Last night I had my weekly check in and it’s no secret I’ve struggled with losing fat percentage and weight at the same time. I either lose pounds and gain fat percentage or vice versa. Last week I lost 1 pound and 7 inches…although it wasn’t what I had hoped for I was excited at the loss of 7 inches. You’d think by now I’d be a pro at my check-ins but I’m nervous wreck each time! I stood on the scale with my trainer looking at me …pressure was on this week to show some results since I’ve been stuck the last month. A sigh of relief when I looked down…lost another 2 pounds. We moved to the office where we do my fat percentage. I knew, based on the past, that I wouldn’t lose fat percentage so I took a deep breath and tried to remind myself slow and steady…Rome wasn’t built in a day. We looked at the numbers and I lost almost 2% body fat. I asked if it was a mistake and she assured me it was not. OMG!!!! Pounds and Fat Percentage loss!?!? It’s my lucky day! My trainer then went to measure me and wow lost 2 inches! I’ve not been able to lose in all three areas in over a month! I was ecstatic! I remember calling my mom and saying I’m so surprised “I’m not” she said. “You’re a hard worker and determined…it’s showing”. Whoo hoo! Last night’s workout was intense but I’m happy to report for the first time ever I was able to hold the superman pose for the full :60 seconds….I may have shed a tear outta pain but I did it!!!! Sometimes it’s the little things that make me realize how far I’ve come in just 90 some days. My next goal is to hold bananas for :60 seconds….I have a hard time holding that move for :15 seconds.

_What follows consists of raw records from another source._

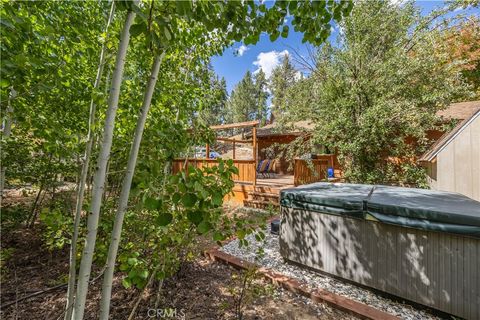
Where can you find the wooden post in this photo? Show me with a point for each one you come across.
(254, 134)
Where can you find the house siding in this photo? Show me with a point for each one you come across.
(457, 166)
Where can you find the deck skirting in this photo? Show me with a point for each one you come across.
(435, 269)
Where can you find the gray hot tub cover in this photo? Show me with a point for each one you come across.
(409, 207)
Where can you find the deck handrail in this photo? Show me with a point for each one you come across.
(302, 172)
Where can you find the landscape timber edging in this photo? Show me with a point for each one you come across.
(350, 306)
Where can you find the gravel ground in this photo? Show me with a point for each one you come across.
(272, 259)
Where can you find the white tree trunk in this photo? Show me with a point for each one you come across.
(127, 182)
(83, 179)
(100, 173)
(7, 130)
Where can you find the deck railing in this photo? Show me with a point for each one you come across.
(303, 173)
(246, 168)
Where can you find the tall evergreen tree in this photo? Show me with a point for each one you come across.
(283, 77)
(261, 96)
(215, 109)
(243, 103)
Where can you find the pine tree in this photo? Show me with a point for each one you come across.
(243, 103)
(215, 109)
(261, 96)
(283, 77)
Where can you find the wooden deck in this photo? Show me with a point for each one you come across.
(280, 181)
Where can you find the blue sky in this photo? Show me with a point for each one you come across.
(267, 54)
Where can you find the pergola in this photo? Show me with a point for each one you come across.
(247, 173)
(252, 124)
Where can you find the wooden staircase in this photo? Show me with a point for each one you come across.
(263, 198)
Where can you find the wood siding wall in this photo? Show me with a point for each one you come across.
(246, 168)
(458, 164)
(303, 174)
(435, 269)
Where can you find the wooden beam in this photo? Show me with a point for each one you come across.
(234, 140)
(254, 134)
(236, 125)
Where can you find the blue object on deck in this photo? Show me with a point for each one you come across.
(330, 172)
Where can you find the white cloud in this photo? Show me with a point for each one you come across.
(267, 61)
(241, 50)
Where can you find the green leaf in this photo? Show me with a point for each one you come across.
(143, 274)
(241, 234)
(4, 83)
(217, 199)
(151, 203)
(195, 217)
(274, 35)
(164, 218)
(217, 236)
(189, 200)
(137, 29)
(204, 227)
(176, 197)
(127, 283)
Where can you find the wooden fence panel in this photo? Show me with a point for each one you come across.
(303, 174)
(246, 168)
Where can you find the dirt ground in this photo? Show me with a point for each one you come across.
(201, 290)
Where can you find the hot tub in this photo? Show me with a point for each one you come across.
(419, 245)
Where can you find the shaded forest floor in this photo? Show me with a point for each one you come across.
(200, 290)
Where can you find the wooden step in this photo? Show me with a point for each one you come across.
(266, 196)
(260, 204)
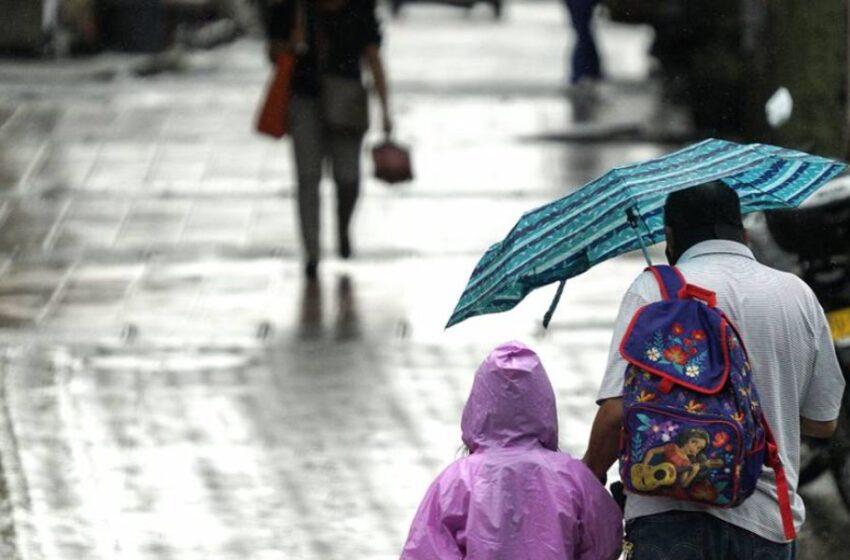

Since this journey began I feel better (Sick girl hasn’t been “sick sick” in almost 90 days), more energy, my endurance is amazing, I can walk around concert venues without being out of breathe just to name a few. I know you’re thinking that’s great Amanda but I’m just so far gone I can’t…I can’t exercise for 30 minutes, I can’t do workout classes, I can’t do situps or ab workouts blah blah blah. That’s what it is blah! It’s an excuse because IF I CAN DO THIS….anyone can! =) Get up and move my friends.